Recommended posture for frontier developers (May 2026)
If you are developing frontier models, the minimum credible posture includes:
- EU GPAI Code of Practice signature or equivalent compliance demonstrated in technical documentation.
- CAISI evaluation agreement if operating in the US.
- California SB 53 compliance if making large frontier models available to California users.
- Korea AI Basic Act compliance if serving Korean users (mind the extraterritorial scope).
- Published frontier AI framework / RSP with specified capability thresholds and mitigation actions.
- Safety case for each major release.
- ISO/IEC 42001 management system as foundation.
- Incident reporting procedures consistent with all applicable regimes.
For deployers and downstream integrators
If you integrate frontier models rather than develop them, the governance focus is:
- Verify GPAI compliance of the upstream model (Code signatory, technical documentation available).

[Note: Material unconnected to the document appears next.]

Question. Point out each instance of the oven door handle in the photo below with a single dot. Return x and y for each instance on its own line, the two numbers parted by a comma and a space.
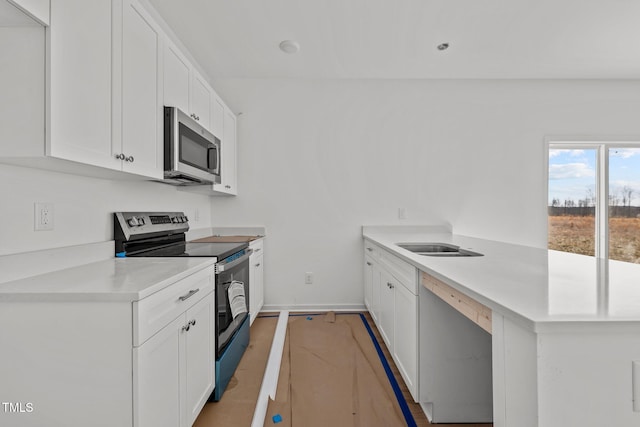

- Receive and act on downstream documentation provided under Article 53(1)(b) EU AI Act.
- Implement use-case-specific risk management — the frontier-safety framework of the upstream developer does not substitute for your own risk assessment of the deployed application.
- Maintain provenance — document which model version is in production, what changed when, and your validation of those changes.
- Monitor for incidents in your deployment and feed back to the upstream developer.